Divyang Shah on what a possible split in Berlusconi’s party means for markets
Italian politics is back on the radar screens, but the potential for a split within Berlusconi’s PdL party means that PM Letta’s government could retain support.
We expect to see plenty of focus on how much real backing there is within the PdL for Berlusconi, with attention on the meeting between the two today ahead of a likely confidence vote on Letta Wednesday.
When PdL members threatened to resign last week, it was uncertain how many would actually follow through. Berlusconi’s decision to order his five ministers to resign leaves us with the question as to how willing PdL members are to withdraw support from the prime minister.
The seeds of doubt were sown last week when we heard from some PdL members that it is still up to each individual member to decide, and it is interesting that the five ministers on Saturday expressed reservations or even outright disagreement over the move, according to a Reuters report.
Many PdL members will be aware that the special Senate committee vote on Oct 4 will open the way for Berlusconi to be expelled from parliament in a full vote on the Senate floor by the middle of the month.

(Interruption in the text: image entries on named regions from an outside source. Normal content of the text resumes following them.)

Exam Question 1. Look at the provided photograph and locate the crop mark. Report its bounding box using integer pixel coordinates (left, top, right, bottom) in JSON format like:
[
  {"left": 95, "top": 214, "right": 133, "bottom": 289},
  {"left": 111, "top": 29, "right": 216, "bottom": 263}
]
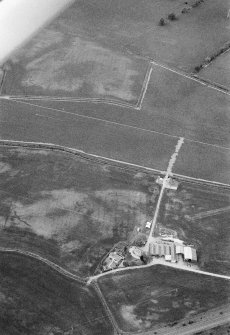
[
  {"left": 151, "top": 61, "right": 230, "bottom": 95},
  {"left": 6, "top": 97, "right": 230, "bottom": 151},
  {"left": 145, "top": 137, "right": 184, "bottom": 251},
  {"left": 0, "top": 139, "right": 230, "bottom": 188},
  {"left": 136, "top": 62, "right": 153, "bottom": 110}
]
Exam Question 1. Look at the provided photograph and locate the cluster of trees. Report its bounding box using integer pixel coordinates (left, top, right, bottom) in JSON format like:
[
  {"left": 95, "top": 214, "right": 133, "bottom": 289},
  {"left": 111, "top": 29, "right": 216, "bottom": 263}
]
[
  {"left": 194, "top": 42, "right": 230, "bottom": 73},
  {"left": 159, "top": 0, "right": 204, "bottom": 26}
]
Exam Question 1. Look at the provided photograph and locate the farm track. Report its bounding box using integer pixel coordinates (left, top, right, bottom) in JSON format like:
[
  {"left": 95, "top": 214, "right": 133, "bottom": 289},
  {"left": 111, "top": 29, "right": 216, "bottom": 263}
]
[
  {"left": 0, "top": 96, "right": 230, "bottom": 151},
  {"left": 0, "top": 139, "right": 230, "bottom": 189},
  {"left": 151, "top": 60, "right": 230, "bottom": 96},
  {"left": 0, "top": 247, "right": 87, "bottom": 285},
  {"left": 0, "top": 95, "right": 139, "bottom": 109}
]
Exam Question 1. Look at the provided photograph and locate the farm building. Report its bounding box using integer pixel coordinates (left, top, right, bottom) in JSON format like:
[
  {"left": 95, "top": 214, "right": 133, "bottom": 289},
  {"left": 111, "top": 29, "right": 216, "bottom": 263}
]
[
  {"left": 103, "top": 252, "right": 124, "bottom": 271},
  {"left": 149, "top": 242, "right": 176, "bottom": 262},
  {"left": 176, "top": 245, "right": 184, "bottom": 255},
  {"left": 184, "top": 247, "right": 197, "bottom": 262}
]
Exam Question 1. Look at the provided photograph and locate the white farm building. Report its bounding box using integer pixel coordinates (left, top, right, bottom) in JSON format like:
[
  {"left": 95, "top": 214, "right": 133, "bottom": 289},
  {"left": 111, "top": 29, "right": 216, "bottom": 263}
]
[{"left": 184, "top": 247, "right": 197, "bottom": 262}]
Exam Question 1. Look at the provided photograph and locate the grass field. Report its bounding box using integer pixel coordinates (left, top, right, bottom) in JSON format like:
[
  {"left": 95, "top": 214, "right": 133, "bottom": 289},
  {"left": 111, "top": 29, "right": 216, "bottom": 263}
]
[
  {"left": 199, "top": 51, "right": 230, "bottom": 88},
  {"left": 173, "top": 140, "right": 230, "bottom": 184},
  {"left": 0, "top": 148, "right": 160, "bottom": 275},
  {"left": 158, "top": 182, "right": 230, "bottom": 275},
  {"left": 0, "top": 254, "right": 113, "bottom": 335},
  {"left": 4, "top": 0, "right": 229, "bottom": 98},
  {"left": 142, "top": 66, "right": 230, "bottom": 146},
  {"left": 196, "top": 323, "right": 230, "bottom": 335},
  {"left": 0, "top": 102, "right": 177, "bottom": 171},
  {"left": 99, "top": 265, "right": 230, "bottom": 334}
]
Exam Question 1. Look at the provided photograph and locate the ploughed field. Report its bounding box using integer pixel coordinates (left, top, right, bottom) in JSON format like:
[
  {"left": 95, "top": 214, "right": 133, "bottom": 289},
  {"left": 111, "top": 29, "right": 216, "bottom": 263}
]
[
  {"left": 158, "top": 182, "right": 230, "bottom": 275},
  {"left": 0, "top": 253, "right": 113, "bottom": 335},
  {"left": 0, "top": 147, "right": 157, "bottom": 276},
  {"left": 98, "top": 265, "right": 230, "bottom": 334}
]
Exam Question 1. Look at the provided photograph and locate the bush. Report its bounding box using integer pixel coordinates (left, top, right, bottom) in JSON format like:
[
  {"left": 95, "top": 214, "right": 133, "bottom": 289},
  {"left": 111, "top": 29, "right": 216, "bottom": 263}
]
[
  {"left": 159, "top": 18, "right": 165, "bottom": 26},
  {"left": 168, "top": 13, "right": 176, "bottom": 21},
  {"left": 194, "top": 65, "right": 202, "bottom": 72},
  {"left": 181, "top": 8, "right": 189, "bottom": 14}
]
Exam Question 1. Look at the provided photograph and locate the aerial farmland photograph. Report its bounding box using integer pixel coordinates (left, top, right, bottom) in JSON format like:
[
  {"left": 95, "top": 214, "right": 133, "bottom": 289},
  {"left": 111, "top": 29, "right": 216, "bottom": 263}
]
[{"left": 0, "top": 0, "right": 230, "bottom": 335}]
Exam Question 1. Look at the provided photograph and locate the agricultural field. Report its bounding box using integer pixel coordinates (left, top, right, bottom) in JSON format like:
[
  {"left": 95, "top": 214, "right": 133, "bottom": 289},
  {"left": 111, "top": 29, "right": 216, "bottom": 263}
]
[
  {"left": 0, "top": 147, "right": 160, "bottom": 276},
  {"left": 0, "top": 254, "right": 113, "bottom": 335},
  {"left": 141, "top": 66, "right": 230, "bottom": 146},
  {"left": 195, "top": 323, "right": 230, "bottom": 335},
  {"left": 199, "top": 50, "right": 230, "bottom": 88},
  {"left": 0, "top": 101, "right": 178, "bottom": 171},
  {"left": 158, "top": 182, "right": 230, "bottom": 275},
  {"left": 173, "top": 141, "right": 230, "bottom": 184},
  {"left": 3, "top": 0, "right": 229, "bottom": 99},
  {"left": 98, "top": 265, "right": 230, "bottom": 334}
]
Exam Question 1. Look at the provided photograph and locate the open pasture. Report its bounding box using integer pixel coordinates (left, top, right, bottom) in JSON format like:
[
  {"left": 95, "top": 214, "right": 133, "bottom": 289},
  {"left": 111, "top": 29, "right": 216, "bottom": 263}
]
[
  {"left": 3, "top": 0, "right": 229, "bottom": 103},
  {"left": 173, "top": 140, "right": 230, "bottom": 185},
  {"left": 0, "top": 101, "right": 177, "bottom": 171},
  {"left": 99, "top": 265, "right": 230, "bottom": 334},
  {"left": 141, "top": 65, "right": 230, "bottom": 146},
  {"left": 199, "top": 50, "right": 230, "bottom": 88},
  {"left": 0, "top": 254, "right": 113, "bottom": 335},
  {"left": 0, "top": 148, "right": 157, "bottom": 276},
  {"left": 158, "top": 182, "right": 230, "bottom": 275}
]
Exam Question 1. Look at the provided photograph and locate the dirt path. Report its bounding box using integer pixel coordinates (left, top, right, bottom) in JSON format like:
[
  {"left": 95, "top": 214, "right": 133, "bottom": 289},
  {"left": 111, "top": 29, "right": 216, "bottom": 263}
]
[{"left": 144, "top": 137, "right": 184, "bottom": 251}]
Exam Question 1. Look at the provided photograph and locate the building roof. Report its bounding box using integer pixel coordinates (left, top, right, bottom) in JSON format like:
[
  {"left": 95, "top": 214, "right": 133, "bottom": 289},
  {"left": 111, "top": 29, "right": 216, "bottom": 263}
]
[
  {"left": 176, "top": 245, "right": 184, "bottom": 254},
  {"left": 145, "top": 222, "right": 151, "bottom": 228},
  {"left": 184, "top": 247, "right": 197, "bottom": 262}
]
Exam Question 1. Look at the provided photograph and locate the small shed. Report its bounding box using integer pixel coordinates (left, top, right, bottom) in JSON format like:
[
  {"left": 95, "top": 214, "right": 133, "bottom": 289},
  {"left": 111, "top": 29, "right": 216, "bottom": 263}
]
[
  {"left": 176, "top": 245, "right": 184, "bottom": 255},
  {"left": 145, "top": 221, "right": 152, "bottom": 229},
  {"left": 184, "top": 247, "right": 197, "bottom": 262},
  {"left": 165, "top": 255, "right": 172, "bottom": 262}
]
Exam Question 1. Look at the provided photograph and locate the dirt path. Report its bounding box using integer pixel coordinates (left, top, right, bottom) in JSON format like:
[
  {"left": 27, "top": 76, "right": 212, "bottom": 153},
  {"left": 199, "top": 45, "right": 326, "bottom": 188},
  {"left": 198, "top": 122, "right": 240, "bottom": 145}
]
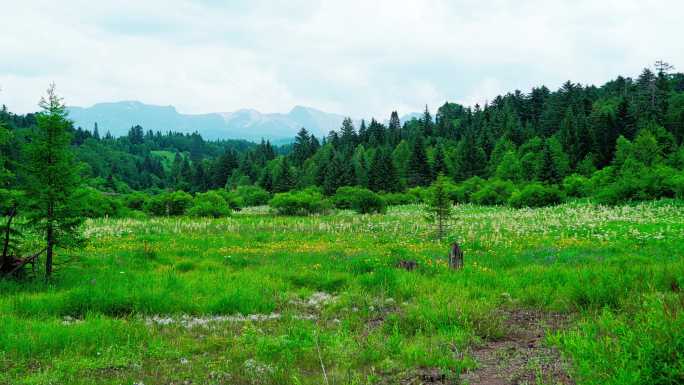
[{"left": 461, "top": 310, "right": 574, "bottom": 385}]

Continuing to support Berlusconi has its own set of uncertainties for PdL members. Markets will be keeping a close eye on today’s meeting between Berlusconi and PdL parliamentarians to gauge the prospects of a split within the party, which would bring other more negative scenarios of early elections and prolonged market turmoil.
What happens if there is insufficient support is where things get tricky, as president Napolitano is not keen on calling early elections. The added uncertainty is over the role of M5S, which surprised in the elections early this year but has lost some of its support. There will be uneasiness over the risks to both the political outlook as well as deficit targets which could start to more negatively impact eurozone bond markets.
Thus far, the level of concern expressed by the market has been relatively controlled, and while the 10-year Italy/Germany spread has largely moved sideways, the concerns are being expressed on 10-year Italy versus Spain. Playing for this relative 10-year Italy/Spain widening to continue seems attractive, as the cost of carry on the position is less than trying to short BTPs against Bunds.